Oh... lovely. Pooh bread, with baked in poohsmoke goodness. Lucky you, Ezekiel! You've been chosen to be a prophet!

vs 13

Oh, delightful. Talk about defiled food. I wonder if this counts as breaking the food laws? It's not even donkey do-do or camel crap. Human waste, we have laws about that! I wonder if it's his own? That's a beautiful circle of life, isn't it?

vs 14

In other words, "I followed the food laws all my life, I'm not eating food cooked on pooh." Ezekiel draws the line in the sand. He might want to keep the sand, though, just in case he needs it to cover up pooh. Because seriously, is Ezekiel taking on God here? Over God's own laws?

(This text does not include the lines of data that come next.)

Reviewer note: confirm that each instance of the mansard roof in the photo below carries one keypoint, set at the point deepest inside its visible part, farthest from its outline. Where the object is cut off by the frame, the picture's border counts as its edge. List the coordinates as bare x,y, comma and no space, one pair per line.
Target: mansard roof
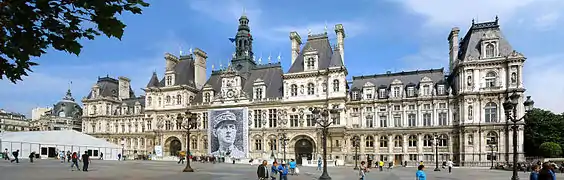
407,77
327,58
470,45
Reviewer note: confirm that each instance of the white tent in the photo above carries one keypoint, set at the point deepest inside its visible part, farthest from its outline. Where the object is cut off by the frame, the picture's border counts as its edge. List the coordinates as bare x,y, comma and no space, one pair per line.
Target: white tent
48,144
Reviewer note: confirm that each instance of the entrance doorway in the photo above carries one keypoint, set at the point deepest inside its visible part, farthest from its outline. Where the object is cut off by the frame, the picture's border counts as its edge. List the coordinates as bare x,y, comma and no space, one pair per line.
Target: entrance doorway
303,148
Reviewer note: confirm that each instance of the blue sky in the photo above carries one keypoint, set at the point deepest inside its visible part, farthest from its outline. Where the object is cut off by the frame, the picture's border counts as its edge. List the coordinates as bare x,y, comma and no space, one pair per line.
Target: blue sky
388,35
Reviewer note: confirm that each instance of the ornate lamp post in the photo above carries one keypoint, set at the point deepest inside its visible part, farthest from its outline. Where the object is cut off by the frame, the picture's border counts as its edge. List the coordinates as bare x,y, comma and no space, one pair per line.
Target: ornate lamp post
188,121
437,139
356,143
492,143
510,107
322,119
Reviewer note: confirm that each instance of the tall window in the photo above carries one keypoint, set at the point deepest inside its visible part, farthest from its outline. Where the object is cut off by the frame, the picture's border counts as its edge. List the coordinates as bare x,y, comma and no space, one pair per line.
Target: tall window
398,141
293,90
442,119
369,141
257,118
310,89
491,112
411,120
427,119
383,141
383,121
336,85
412,141
490,49
294,120
427,140
272,119
490,79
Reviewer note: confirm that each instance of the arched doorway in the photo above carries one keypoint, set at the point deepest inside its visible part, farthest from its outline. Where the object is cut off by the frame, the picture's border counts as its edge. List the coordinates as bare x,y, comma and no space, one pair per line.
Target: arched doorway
303,148
173,146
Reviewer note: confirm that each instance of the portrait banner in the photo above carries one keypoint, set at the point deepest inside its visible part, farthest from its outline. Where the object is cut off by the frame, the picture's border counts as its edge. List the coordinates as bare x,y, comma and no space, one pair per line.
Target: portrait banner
228,133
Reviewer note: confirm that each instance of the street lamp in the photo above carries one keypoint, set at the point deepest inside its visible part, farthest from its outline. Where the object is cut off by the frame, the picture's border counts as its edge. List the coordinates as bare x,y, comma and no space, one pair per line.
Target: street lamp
188,121
492,143
437,138
322,119
510,107
356,143
283,140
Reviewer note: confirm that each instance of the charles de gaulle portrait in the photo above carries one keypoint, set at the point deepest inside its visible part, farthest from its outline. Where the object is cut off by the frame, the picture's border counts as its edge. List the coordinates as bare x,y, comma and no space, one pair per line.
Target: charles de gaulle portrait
225,130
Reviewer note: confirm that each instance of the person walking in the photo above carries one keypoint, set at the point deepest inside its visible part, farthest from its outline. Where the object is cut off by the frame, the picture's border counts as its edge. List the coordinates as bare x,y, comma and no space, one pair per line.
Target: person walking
262,171
420,174
16,154
74,160
85,161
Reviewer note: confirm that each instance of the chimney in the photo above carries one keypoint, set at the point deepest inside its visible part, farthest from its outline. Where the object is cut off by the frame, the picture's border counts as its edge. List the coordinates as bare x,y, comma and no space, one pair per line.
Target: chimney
123,87
200,68
453,46
340,31
296,42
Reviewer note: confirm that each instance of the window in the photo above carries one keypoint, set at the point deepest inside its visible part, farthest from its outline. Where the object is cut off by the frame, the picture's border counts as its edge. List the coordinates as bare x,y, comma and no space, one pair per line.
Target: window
490,51
383,141
369,141
257,119
272,119
294,120
310,89
207,97
258,93
397,120
335,85
490,79
412,141
491,112
293,90
442,119
398,141
411,120
258,144
383,121
427,119
396,92
427,140
178,99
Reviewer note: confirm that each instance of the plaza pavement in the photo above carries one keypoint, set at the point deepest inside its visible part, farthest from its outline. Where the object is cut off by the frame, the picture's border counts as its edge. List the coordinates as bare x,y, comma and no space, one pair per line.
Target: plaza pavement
166,170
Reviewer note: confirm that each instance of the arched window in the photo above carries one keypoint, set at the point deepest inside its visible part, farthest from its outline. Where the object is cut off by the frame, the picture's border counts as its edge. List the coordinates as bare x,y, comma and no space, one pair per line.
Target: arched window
293,90
369,141
427,140
491,112
412,141
336,85
490,50
398,141
383,141
310,89
178,99
490,79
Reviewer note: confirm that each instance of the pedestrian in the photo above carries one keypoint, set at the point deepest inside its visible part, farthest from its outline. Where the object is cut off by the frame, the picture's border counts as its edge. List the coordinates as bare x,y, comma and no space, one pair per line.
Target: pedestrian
420,174
449,164
74,160
85,161
16,154
262,171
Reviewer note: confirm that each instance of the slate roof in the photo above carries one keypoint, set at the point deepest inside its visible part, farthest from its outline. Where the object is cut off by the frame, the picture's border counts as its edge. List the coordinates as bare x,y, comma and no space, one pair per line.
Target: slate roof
327,57
407,78
470,46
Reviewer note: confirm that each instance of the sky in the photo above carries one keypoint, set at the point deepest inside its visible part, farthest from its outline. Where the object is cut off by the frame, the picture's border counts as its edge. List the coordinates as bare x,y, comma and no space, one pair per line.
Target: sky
386,35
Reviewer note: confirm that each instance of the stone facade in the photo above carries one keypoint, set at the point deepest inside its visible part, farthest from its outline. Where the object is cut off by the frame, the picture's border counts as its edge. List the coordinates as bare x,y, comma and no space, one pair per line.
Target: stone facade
399,116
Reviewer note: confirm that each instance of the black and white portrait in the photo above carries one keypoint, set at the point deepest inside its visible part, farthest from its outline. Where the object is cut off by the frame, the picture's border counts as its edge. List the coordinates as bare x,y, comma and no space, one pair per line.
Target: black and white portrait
228,132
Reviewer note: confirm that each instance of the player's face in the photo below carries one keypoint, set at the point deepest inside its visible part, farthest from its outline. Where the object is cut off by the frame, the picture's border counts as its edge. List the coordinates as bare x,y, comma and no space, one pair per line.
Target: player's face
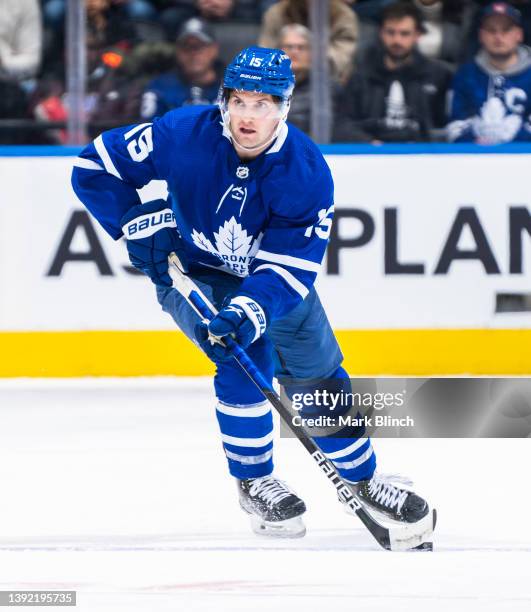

This is what I'm talking about - this is an extreme example of people thinking they are more holy than God.

vs 15

God is forever gracious, really. Cow dung. Woo. Now, I'd eat a meal that was cooked over cow dung. And the message is still kind of strong. See, here is God protecting his own holiness. No-one is going to look at Ezekiel and say, "That's the so-called prophet of God, but he ate food cooked on human pooh. How can he be a prophet?"

vs 16

Rationing - long before the second world war. Who knew? Jews, I guess.

vs 17

This is the picture of a siege. No-one wants to live in these conditions. You have to eke out a living, and every day your life gets worse, and every day the army waiting outside just gets angrier. Siege warfare is all about time. You keep doing things to waste the other side's time, but you have to have an endpoint - either the winter comes and the army goes home, or your allies turn up in chariots and drive them off, or something. I don't think Jerusalem had any friends left. So now they're just rationing food and weakening themselves.